March 21, 2023 • 5 minute read •

Best Practices in Structuring Python Projects

We cover 9 best practices and examples on structuring your Python projects for collaboration and productivity.

Name: Elliot Gunn
Handle: @elliot

The following article is part of a series on Python for data engineering aimed at helping data engineers, data scientists, data analysts, Machine Learning engineers, or others who are new to Python master the basics. To date this beginners guide consists of:

Part 1: Python Packages: a Primer for Data People (part 1 of 2), explored the basics of Python modules, Python packages and how to import modules into your own projects.
Part 2: Python Packages: a Primer for Data People (part 2 of 2), covered dependency management and virtual environments.
Part 3: Best Practices in Structuring Python Projects, covered 9 best practices and examples on structuring your projects.
Part 4: From Python Projects to Dagster Pipelines, we explore setting up a Dagster project, and the key concept of Data Assets.
Part 5: Environment Variables in Python, we cover the importance of environment variables and how to use them.
Part 6: Type Hinting, or how type hints reduce errors.
Part 7: Factory Patterns, or learning design patterns, which are reusable solutions to common problems in software design.
Part 8: Write-Audit-Publish in data pipelines a design pattern frequently used in ETL to ensure data quality and reliability.
Part 9: CI/CD and Data Pipeline Automation (with Git), learn to automate data pipelines and deployments with Git.
Part 10: High-performance Python for Data Engineering, learn how to code data pipelines in Python for performance.
Part 11: Breaking Packages in Python, in which we explore the sharp edges of Python’s system of imports, modules, and packages.

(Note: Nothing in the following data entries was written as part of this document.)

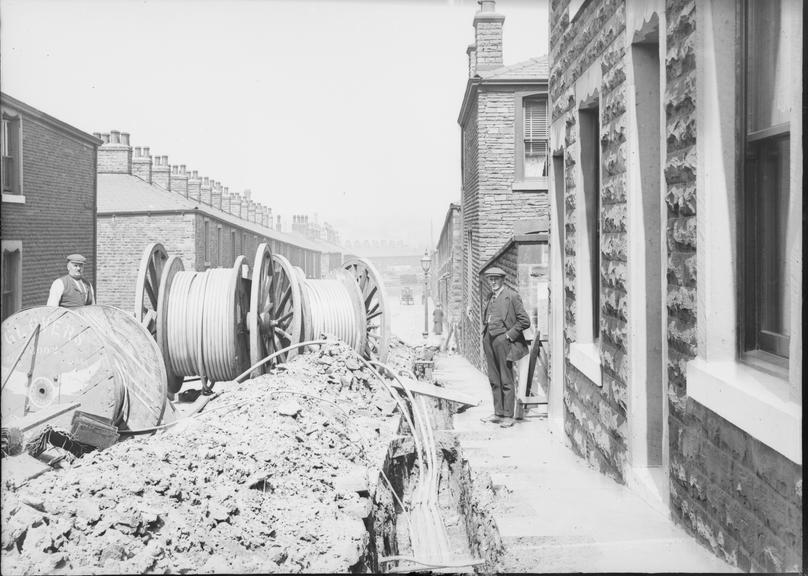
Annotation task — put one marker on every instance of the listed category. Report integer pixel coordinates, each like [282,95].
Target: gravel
[261,481]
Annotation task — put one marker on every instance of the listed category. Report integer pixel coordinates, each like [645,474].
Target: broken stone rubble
[273,482]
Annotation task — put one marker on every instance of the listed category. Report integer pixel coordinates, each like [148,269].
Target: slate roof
[127,194]
[537,68]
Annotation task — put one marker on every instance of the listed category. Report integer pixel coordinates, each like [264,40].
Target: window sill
[586,358]
[753,400]
[13,198]
[530,185]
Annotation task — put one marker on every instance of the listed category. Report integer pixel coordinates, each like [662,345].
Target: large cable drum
[373,299]
[97,355]
[199,319]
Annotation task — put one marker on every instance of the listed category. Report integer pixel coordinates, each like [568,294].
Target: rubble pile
[263,480]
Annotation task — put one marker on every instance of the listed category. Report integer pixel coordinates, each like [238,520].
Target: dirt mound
[275,475]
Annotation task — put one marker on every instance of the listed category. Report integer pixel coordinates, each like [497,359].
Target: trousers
[500,373]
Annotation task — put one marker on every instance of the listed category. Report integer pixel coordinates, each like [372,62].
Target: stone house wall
[595,416]
[733,493]
[491,209]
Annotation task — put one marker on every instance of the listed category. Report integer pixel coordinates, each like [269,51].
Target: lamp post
[425,262]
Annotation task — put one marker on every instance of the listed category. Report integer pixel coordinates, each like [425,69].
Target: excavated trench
[464,503]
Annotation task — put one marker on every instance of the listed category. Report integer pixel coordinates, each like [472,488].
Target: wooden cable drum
[285,321]
[97,355]
[260,316]
[206,325]
[334,308]
[374,302]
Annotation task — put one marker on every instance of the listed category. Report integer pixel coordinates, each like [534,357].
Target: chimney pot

Sign up for our newsletter to get all the updates! And if you enjoyed this guide check out our data engineering glossary, complete with Python code examples.

Python is a versatile and widely-adopted programming language used for everything from data analysis to web development. However, as Python projects grow in complexity, it can become challenging to keep track of all the moving parts and ensure that everything stays organized.

That's where having an understanding of Python file and project directory structures comes in. In this article, we'll review some key concepts in structuring Python projects and how to best apply them.

If you're just starting out, these best practices will not only help you write better code, but they can also help you better maintain and scale your Python codebases or data pipelines.

Why break up your projects?
9 Best practices for structuring Python projects
Demo: A simple data engineering project
Structuring projects for easy collaboration
Python project folder structure and key files

Why break up your projects?

As Python programs become larger, they become harder to manage. This is especially true if a team is collaborating on the project and making changes to multiple aspects of the project at once.

In order to make the Python project more manageable and maintainable, we break large, unwieldy programming tasks into more manageable subtasks or modules. Modules, as their name suggests, can then be reused in multiple places.

Breaking the project down into modules is called “Modular programming." As discussed in previous articles, functions, modules, and packages are all mechanisms used in Modular Programming. Modular programming provides many advantages.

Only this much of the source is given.